Support staff were “ill-equipped, unprofessional and underqualified” and moderators frequently turned to drugs to cope, complaining of intrusive thoughts, depression and other problems.
We’ve heard stories like this before, but it’s significant to hear that it’s still happening. There are several reports of this kind, some more personal and some in different formats.
For example, Yasser Yousef Al-Rayes works as a data annotator in Syria to help pay for his higher education. He and his roommate collaborate on visual annotation tasks such as image-text analysis, but as he points out, the demands from clients are often frustrating and poorly defined.
He chose to document his work in the form of a short film that is eight minutes worth watching.

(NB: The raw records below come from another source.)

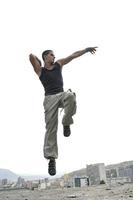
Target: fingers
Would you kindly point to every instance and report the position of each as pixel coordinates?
(93, 50)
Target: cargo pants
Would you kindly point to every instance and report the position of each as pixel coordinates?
(52, 103)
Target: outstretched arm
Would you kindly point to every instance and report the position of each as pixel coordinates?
(36, 63)
(77, 54)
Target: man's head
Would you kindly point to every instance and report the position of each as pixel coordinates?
(48, 56)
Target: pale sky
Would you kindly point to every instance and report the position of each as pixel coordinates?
(103, 128)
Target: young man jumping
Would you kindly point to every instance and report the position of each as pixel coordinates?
(50, 75)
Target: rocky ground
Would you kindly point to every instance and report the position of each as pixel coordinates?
(102, 192)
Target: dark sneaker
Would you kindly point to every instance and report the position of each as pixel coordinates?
(67, 131)
(52, 167)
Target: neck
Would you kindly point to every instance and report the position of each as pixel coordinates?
(48, 65)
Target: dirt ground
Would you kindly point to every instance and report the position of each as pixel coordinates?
(102, 192)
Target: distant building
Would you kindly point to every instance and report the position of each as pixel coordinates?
(4, 181)
(121, 172)
(96, 173)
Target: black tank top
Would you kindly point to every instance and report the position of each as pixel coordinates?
(52, 79)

Workers like Yasser are often hidden behind many organizational layers and work as subcontractors of subcontractors, making it unclear who is responsible when problems or lawsuits arise.
Milagros Micheli of DAIR and the Technical University of Berlin, one of the project’s leaders, said that while she hadn’t seen any comments or changes from the companies named in the report, it was still early. But the results seem strong enough to warrant further investigation. “We plan to continue this work with a second group of data workers, possibly from Brazil, Finland, China and India,” she wrote.
No doubt some will discount what makes these reports valuable: their anecdotal nature. But while statistics are easy to lie about, anecdotes always contain at least some truth, because they are taken directly from the source. Even if there were only a dozen moderators in these troubled countries of Kenya, Syria, and Venezuela, their statements should worry anyone who relies on them, which is pretty much everyone.